Wildlife and other things to be weary of

Mountain Lions

Be very aware around the hours of dawn and sunset which is when they like to hunt. Jogging alone is asking for trouble, use some common sense, house cats likes to chase things, so do big cats. If you encounter one, do not run, back away. A dog is no match for a mountain lion so keep them on lead. Do not make direct eye contact, do make yourself as large as possible and get small children off the ground. If attacked, fight back aggressively.

Skunks

Trust me on this, run away from a skunk! If your hit you will regret it. A tomato juice shower works a little, typically around your seventh shower you will only stink half as bad. After three days or so the smell will go away. Just burn any clothes you were in, they will never get clean. If your dogs get hit, it is time to buy a case or more of tomato juice and wash them down a couple times a day, eventually the smell will come out of their coat.

Snakes

The reserve is home to multiple snakes including three varieties of rattle snakes. If you encounter one, determine where it is—it sounds just like on the movies, but quieter—the last thing you want to do is end up steeping on the snake. Once you see the snake or know it’s general direction, go the other way. Don’t try to kill it, poke it with a stick, touch it, just let it be. In a few minutes it will go on its way. Remember the most dangerous time for rattlesnakes is the spring, that’s when the juveniles hatch. They are more dangerous than adults, as they will excrete all of their venom in one strike. If you remember nothing else, never, ever reach where you cannot see.

Poison Oak

Poisin Oak. Photo by Crispin Courtenay.

If the critters don’t get you the plants will!

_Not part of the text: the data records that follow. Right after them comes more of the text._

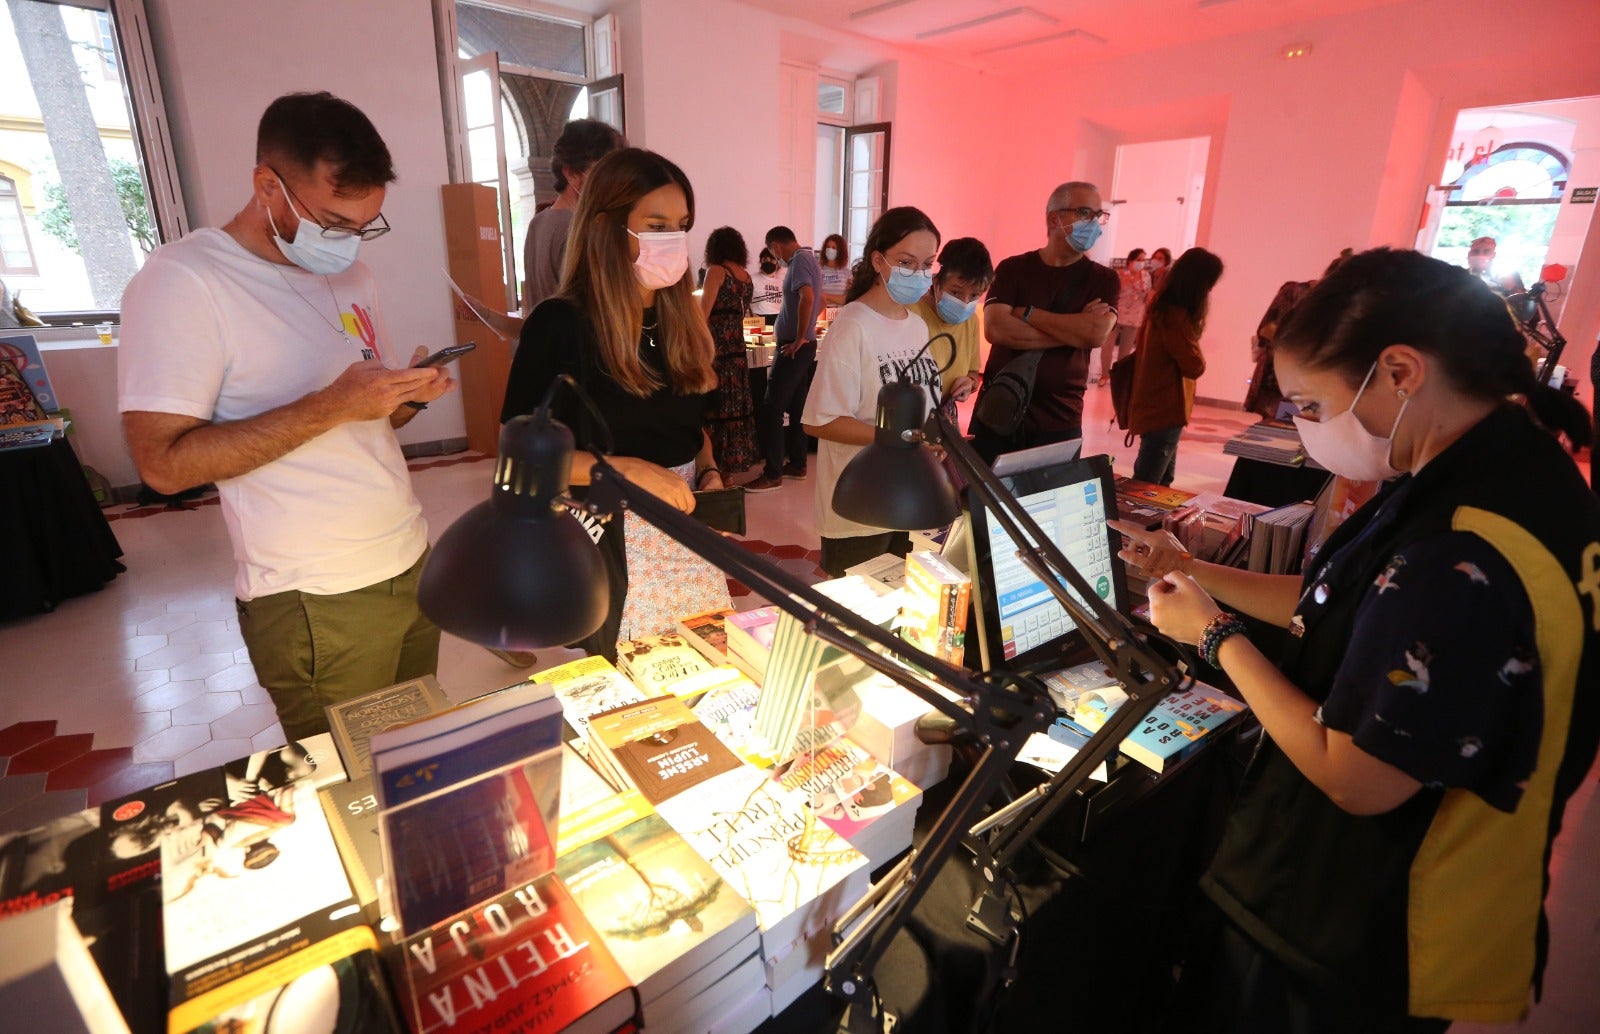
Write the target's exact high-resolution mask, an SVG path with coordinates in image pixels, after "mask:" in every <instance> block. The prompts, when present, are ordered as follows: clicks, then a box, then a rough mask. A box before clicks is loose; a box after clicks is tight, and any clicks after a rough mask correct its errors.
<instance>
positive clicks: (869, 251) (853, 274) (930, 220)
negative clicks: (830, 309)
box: [845, 205, 941, 304]
mask: <svg viewBox="0 0 1600 1034" xmlns="http://www.w3.org/2000/svg"><path fill="white" fill-rule="evenodd" d="M917 230H928V232H930V234H933V242H934V245H936V246H938V243H939V240H941V238H939V227H938V226H934V224H933V219H930V218H928V216H925V214H923V213H922V210H918V208H912V206H910V205H902V206H899V208H890V210H888V211H885V213H883V214H882V216H878V221H877V222H874V224H872V230H870V232H869V234H867V242H866V243H864V245H862V246H861V259H859V261H856V264H854V267H853V269H851V272H850V287H848V288H846V290H845V304H850V303H853V301H856V299H858V298H861V296H862V295H866V293H867V291H870V290H872V285H874V283H877V280H878V271H875V269H872V253H874V251H877V253H883V254H886V253H888V250H890V248H893V246H894V245H898V243H899V242H902V240H906V238H907V237H910V235H912V234H915V232H917Z"/></svg>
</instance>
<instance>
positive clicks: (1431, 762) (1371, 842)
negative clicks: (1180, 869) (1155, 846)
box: [1118, 248, 1600, 1034]
mask: <svg viewBox="0 0 1600 1034" xmlns="http://www.w3.org/2000/svg"><path fill="white" fill-rule="evenodd" d="M1274 347H1275V352H1277V357H1275V359H1277V370H1278V381H1280V384H1282V386H1283V389H1285V392H1286V394H1288V399H1290V400H1291V402H1294V403H1298V407H1299V411H1301V416H1298V418H1296V423H1298V424H1299V427H1301V437H1302V440H1304V443H1306V451H1307V453H1309V455H1310V456H1312V458H1314V459H1317V461H1318V463H1322V464H1323V466H1325V467H1328V469H1330V471H1331V472H1334V474H1342V475H1344V477H1349V479H1354V480H1382V479H1387V480H1389V483H1387V485H1386V487H1384V488H1382V490H1381V491H1379V495H1378V496H1376V498H1373V499H1371V501H1370V503H1366V504H1365V506H1363V507H1362V509H1358V511H1357V512H1355V514H1354V515H1352V517H1350V519H1349V520H1346V522H1344V523H1342V525H1341V527H1339V530H1338V531H1334V533H1333V536H1331V538H1330V539H1328V543H1326V544H1325V546H1323V547H1322V551H1320V552H1318V557H1317V563H1315V565H1312V567H1309V568H1307V570H1306V575H1304V578H1299V576H1272V575H1253V573H1248V571H1238V570H1232V568H1221V567H1216V565H1210V563H1202V562H1197V560H1190V559H1184V555H1182V554H1181V552H1179V547H1178V546H1176V541H1174V539H1170V536H1165V535H1157V533H1147V531H1144V530H1142V528H1139V527H1138V525H1118V530H1122V531H1123V533H1125V535H1126V536H1128V538H1130V539H1131V541H1133V546H1130V547H1128V549H1125V551H1123V559H1126V560H1128V562H1130V563H1134V565H1138V568H1139V570H1141V573H1144V575H1149V576H1152V578H1157V579H1158V581H1155V583H1152V591H1150V619H1152V621H1154V623H1155V624H1157V627H1160V631H1162V632H1165V634H1168V635H1171V637H1173V639H1178V640H1181V642H1198V643H1202V645H1200V651H1202V653H1203V655H1205V656H1206V658H1208V659H1210V661H1211V663H1214V664H1218V666H1221V669H1222V671H1224V672H1226V674H1227V677H1229V679H1230V680H1232V682H1234V685H1235V687H1237V688H1238V691H1240V693H1242V695H1243V699H1245V703H1248V704H1250V706H1251V711H1253V712H1254V715H1256V717H1258V719H1259V720H1261V725H1262V730H1264V735H1262V738H1261V743H1259V744H1258V749H1256V752H1254V754H1253V757H1251V760H1250V765H1248V768H1246V771H1245V775H1243V783H1242V786H1240V789H1238V792H1237V799H1235V804H1234V808H1232V815H1230V818H1229V821H1227V826H1226V831H1224V834H1222V839H1221V844H1219V847H1218V850H1216V855H1214V858H1213V861H1211V864H1210V869H1208V871H1206V874H1205V877H1203V879H1202V890H1203V892H1205V896H1206V898H1210V900H1211V903H1213V904H1214V906H1216V909H1218V911H1219V914H1221V916H1219V917H1221V919H1222V920H1224V922H1222V932H1221V935H1219V940H1221V943H1219V944H1211V946H1208V949H1206V951H1205V952H1197V956H1195V957H1194V959H1190V962H1189V964H1187V965H1186V967H1184V980H1182V984H1181V986H1179V994H1178V996H1176V999H1174V1000H1181V1002H1182V1004H1184V1005H1182V1008H1184V1023H1182V1026H1184V1029H1195V1031H1318V1032H1320V1031H1339V1032H1344V1031H1350V1032H1355V1031H1360V1032H1363V1034H1366V1032H1397V1031H1408V1032H1411V1031H1443V1029H1445V1028H1446V1026H1450V1023H1451V1021H1454V1020H1461V1021H1474V1023H1514V1021H1517V1020H1518V1018H1520V1016H1523V1015H1525V1013H1526V1012H1528V1002H1530V989H1531V988H1536V986H1538V983H1539V976H1541V970H1542V968H1544V962H1546V951H1547V948H1546V941H1547V938H1546V919H1544V908H1542V904H1544V896H1546V890H1547V887H1549V861H1550V840H1552V839H1554V836H1555V832H1557V831H1558V829H1560V828H1562V813H1563V808H1565V807H1566V802H1568V799H1570V796H1571V794H1573V791H1574V789H1576V788H1578V786H1579V784H1581V783H1582V781H1584V778H1586V775H1587V773H1589V770H1590V767H1592V763H1594V760H1595V751H1597V744H1600V693H1595V687H1600V587H1597V586H1595V555H1597V554H1600V499H1597V498H1595V495H1594V493H1592V491H1590V490H1589V487H1587V485H1586V483H1584V480H1582V477H1581V474H1579V471H1578V467H1576V464H1574V463H1573V459H1571V456H1568V455H1565V453H1563V451H1562V448H1560V445H1558V443H1557V442H1555V439H1554V437H1552V435H1550V434H1549V432H1547V431H1546V429H1544V427H1541V426H1539V424H1538V423H1536V421H1534V419H1533V418H1531V416H1538V419H1541V421H1547V423H1549V421H1550V419H1558V418H1562V411H1560V408H1562V407H1565V402H1566V400H1565V399H1563V397H1562V395H1560V394H1558V392H1555V391H1552V389H1549V387H1541V386H1538V384H1536V383H1534V378H1533V370H1531V367H1530V365H1528V362H1526V359H1525V357H1523V341H1522V335H1520V333H1518V331H1517V327H1515V323H1514V322H1512V319H1510V315H1509V314H1507V311H1506V304H1504V301H1502V299H1501V298H1499V296H1496V295H1494V293H1493V291H1491V290H1490V288H1488V285H1485V283H1483V282H1482V280H1478V279H1475V277H1474V275H1472V274H1469V272H1467V271H1462V269H1461V267H1456V266H1450V264H1446V263H1440V261H1437V259H1432V258H1427V256H1422V254H1419V253H1416V251H1394V250H1387V248H1378V250H1373V251H1366V253H1362V254H1357V256H1354V258H1350V259H1349V261H1347V263H1346V264H1342V266H1341V267H1339V269H1338V271H1334V272H1333V274H1330V275H1328V277H1326V279H1323V280H1322V282H1320V283H1318V285H1317V287H1315V288H1314V290H1312V291H1310V295H1309V296H1307V298H1306V299H1304V301H1302V303H1301V304H1299V307H1298V309H1296V311H1294V312H1293V314H1291V315H1290V317H1288V319H1286V320H1285V322H1283V325H1282V327H1280V330H1278V335H1277V338H1275V341H1274ZM1515 397H1523V399H1526V403H1525V405H1517V403H1514V402H1509V399H1515ZM1530 411H1531V415H1530ZM1509 479H1510V480H1514V482H1515V490H1512V491H1509V490H1507V482H1509ZM1218 603H1222V605H1226V607H1232V608H1237V610H1240V611H1245V613H1250V615H1254V616H1256V618H1259V619H1262V621H1267V623H1272V624H1277V626H1280V627H1286V629H1290V631H1291V634H1293V635H1291V637H1290V639H1286V640H1285V642H1286V643H1288V647H1286V650H1285V653H1283V655H1282V656H1280V658H1278V661H1277V663H1274V661H1270V659H1267V658H1266V656H1262V653H1261V651H1259V650H1258V648H1256V647H1254V643H1251V642H1250V637H1248V632H1246V631H1245V626H1243V624H1242V623H1240V621H1237V619H1235V618H1232V616H1230V615H1227V613H1224V611H1221V610H1219V607H1218ZM1490 874H1491V876H1493V879H1488V876H1490ZM1184 984H1189V986H1192V991H1190V992H1187V994H1186V992H1184V991H1186V988H1184ZM1208 1000H1210V1004H1211V1015H1205V1004H1206V1002H1208ZM1197 1007H1198V1008H1197Z"/></svg>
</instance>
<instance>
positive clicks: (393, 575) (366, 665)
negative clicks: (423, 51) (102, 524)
mask: <svg viewBox="0 0 1600 1034" xmlns="http://www.w3.org/2000/svg"><path fill="white" fill-rule="evenodd" d="M394 178H395V170H394V162H392V160H390V157H389V147H387V146H384V141H382V138H381V136H379V134H378V128H376V126H373V123H371V120H368V118H366V115H365V114H362V112H360V110H358V109H357V107H355V106H352V104H349V102H347V101H342V99H339V98H336V96H333V94H330V93H294V94H288V96H282V98H278V99H277V101H274V102H272V104H269V106H267V110H266V112H264V114H262V115H261V123H259V128H258V133H256V166H254V171H251V176H250V200H248V202H246V203H245V206H243V208H242V210H240V211H238V213H237V214H235V216H234V218H232V219H230V221H229V222H227V224H226V226H222V227H221V229H210V227H208V229H198V230H195V232H192V234H189V235H187V237H184V238H182V240H179V242H176V243H170V245H165V246H162V248H157V250H155V251H154V253H152V254H150V258H149V259H147V261H146V263H144V267H142V269H141V271H139V272H138V274H134V277H133V280H131V282H130V283H128V290H126V293H125V295H123V299H122V344H120V347H118V349H117V379H118V400H117V405H118V410H120V411H122V426H123V434H125V435H126V439H128V451H130V453H131V455H133V461H134V466H136V467H138V469H139V477H141V479H144V482H146V483H147V485H149V487H150V488H154V490H155V491H160V493H165V495H173V493H178V491H182V490H186V488H190V487H194V485H205V483H208V482H214V483H216V487H218V493H219V495H221V496H222V519H224V522H226V523H227V530H229V538H230V539H232V541H234V557H235V559H237V562H238V565H237V573H235V578H234V595H235V597H237V602H238V631H240V634H242V635H243V639H245V648H246V650H250V663H251V664H253V666H254V669H256V677H258V679H259V680H261V685H262V687H264V688H266V690H267V693H269V695H270V696H272V704H274V707H277V712H278V720H280V722H282V723H283V733H285V736H288V738H290V739H291V741H293V739H304V738H306V736H314V735H317V733H323V731H328V720H326V717H325V714H323V707H326V706H328V704H334V703H339V701H342V699H349V698H352V696H360V695H363V693H371V691H373V690H381V688H382V687H386V685H394V683H395V682H405V680H406V679H418V677H421V675H429V674H434V672H435V671H437V667H438V627H437V626H434V623H432V621H429V619H427V618H426V616H424V615H422V611H421V610H419V608H418V603H416V583H418V578H419V576H421V571H422V559H424V554H426V552H427V523H426V522H424V520H422V506H421V504H419V503H418V501H416V496H414V495H413V491H411V475H410V472H408V471H406V464H405V456H402V455H400V442H398V440H395V429H397V427H400V426H403V424H405V423H406V421H410V419H411V418H413V416H416V413H418V411H419V410H422V408H426V407H427V403H429V402H432V400H434V399H438V397H440V395H442V394H445V392H446V391H448V389H450V386H451V379H450V378H448V376H446V375H445V371H443V370H438V368H416V367H413V368H410V370H406V368H392V367H390V363H392V362H397V360H400V362H403V357H402V355H400V354H398V351H397V346H395V343H394V341H390V339H389V335H387V331H386V330H384V323H382V319H381V315H379V312H378V291H376V288H374V285H373V274H371V271H368V269H366V266H365V264H362V263H360V261H358V259H357V253H358V250H360V245H362V242H363V240H371V238H374V237H381V235H382V234H384V232H387V230H389V222H387V221H384V218H382V206H384V197H386V189H387V184H389V182H392V181H394ZM424 354H426V351H424V349H418V351H416V354H414V355H413V357H411V362H413V363H414V362H418V360H421V359H422V355H424Z"/></svg>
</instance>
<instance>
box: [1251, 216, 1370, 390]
mask: <svg viewBox="0 0 1600 1034" xmlns="http://www.w3.org/2000/svg"><path fill="white" fill-rule="evenodd" d="M1350 254H1354V250H1352V248H1344V250H1342V251H1339V254H1338V256H1334V259H1333V261H1331V263H1328V267H1326V269H1325V271H1322V275H1323V277H1326V275H1328V274H1331V272H1333V271H1334V269H1338V267H1339V263H1342V261H1344V259H1347V258H1350ZM1314 287H1317V282H1315V280H1288V282H1285V283H1283V285H1282V287H1278V293H1277V295H1274V296H1272V303H1270V304H1269V306H1267V311H1266V312H1264V314H1262V315H1261V323H1258V325H1256V336H1254V338H1251V341H1250V359H1251V362H1254V363H1256V368H1254V371H1253V373H1251V375H1250V387H1248V389H1245V410H1246V411H1248V413H1259V415H1261V416H1264V418H1267V419H1277V418H1278V407H1282V405H1283V392H1282V391H1280V389H1278V378H1277V375H1275V373H1274V370H1272V338H1274V336H1275V335H1277V333H1278V325H1280V323H1282V322H1283V320H1286V319H1288V315H1290V312H1293V311H1294V306H1298V304H1299V303H1301V299H1302V298H1306V295H1309V293H1310V288H1314Z"/></svg>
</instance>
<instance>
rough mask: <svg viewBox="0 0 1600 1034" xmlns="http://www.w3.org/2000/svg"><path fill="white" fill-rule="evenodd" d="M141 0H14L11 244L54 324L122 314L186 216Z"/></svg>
mask: <svg viewBox="0 0 1600 1034" xmlns="http://www.w3.org/2000/svg"><path fill="white" fill-rule="evenodd" d="M154 67H155V66H154V61H152V58H150V45H149V29H147V24H146V21H144V6H142V2H141V0H70V2H56V0H48V2H43V0H6V3H3V5H0V170H5V178H3V179H0V251H3V259H0V261H3V266H0V275H5V282H6V287H10V288H11V293H13V295H18V296H21V299H22V303H24V304H26V306H27V307H29V309H30V311H34V312H35V314H37V315H40V317H42V319H45V320H46V322H51V323H74V322H93V320H94V319H101V317H102V315H104V314H114V312H115V311H117V309H118V306H120V304H122V291H123V288H125V287H126V285H128V280H130V279H131V277H133V274H134V272H136V271H138V269H139V266H141V264H142V263H144V256H146V254H149V251H150V250H154V248H155V246H157V245H158V243H162V242H163V240H171V238H174V237H176V235H179V234H182V230H184V229H186V222H184V214H182V205H181V203H179V200H178V187H176V174H174V165H173V158H171V144H170V141H168V139H166V138H165V122H166V120H165V117H162V115H160V102H162V101H160V86H158V83H157V82H155V77H154Z"/></svg>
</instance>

“Leaves of three, let it be.” Generally found throughout the reserve, most often near the base of trees. If you touch it by accident, wash it off with cool water and soap as soon as possible. Avoid touching the effected area until washed, as the oil will spread to other parts of your body. Cortisone, antihistamines and calamine lotion can all help to alleviate the symptoms.

Still want to go?

Have fun, it’s only two bucks to get into the park or $25 for an annual pass.

Getting there

Getting to the Santa Rosa is dirt simple, hop in the I-15 and head North until Clinton Keith Road. Head West until you are up in the hills and there you are. A smart camper would have called ahead to Boorman Vineyards and made an appointment to taste just after your hike or ride. They are reachable just prior to the reserve entrance (call for directions, it’s a little confusing).

Trail to the Vernal Pools. Photo by Crispin Courtenay

Last note: Cell phone coverage is intermittent to nonexistent…which is OK by me, nice to be off the grid every once in a while.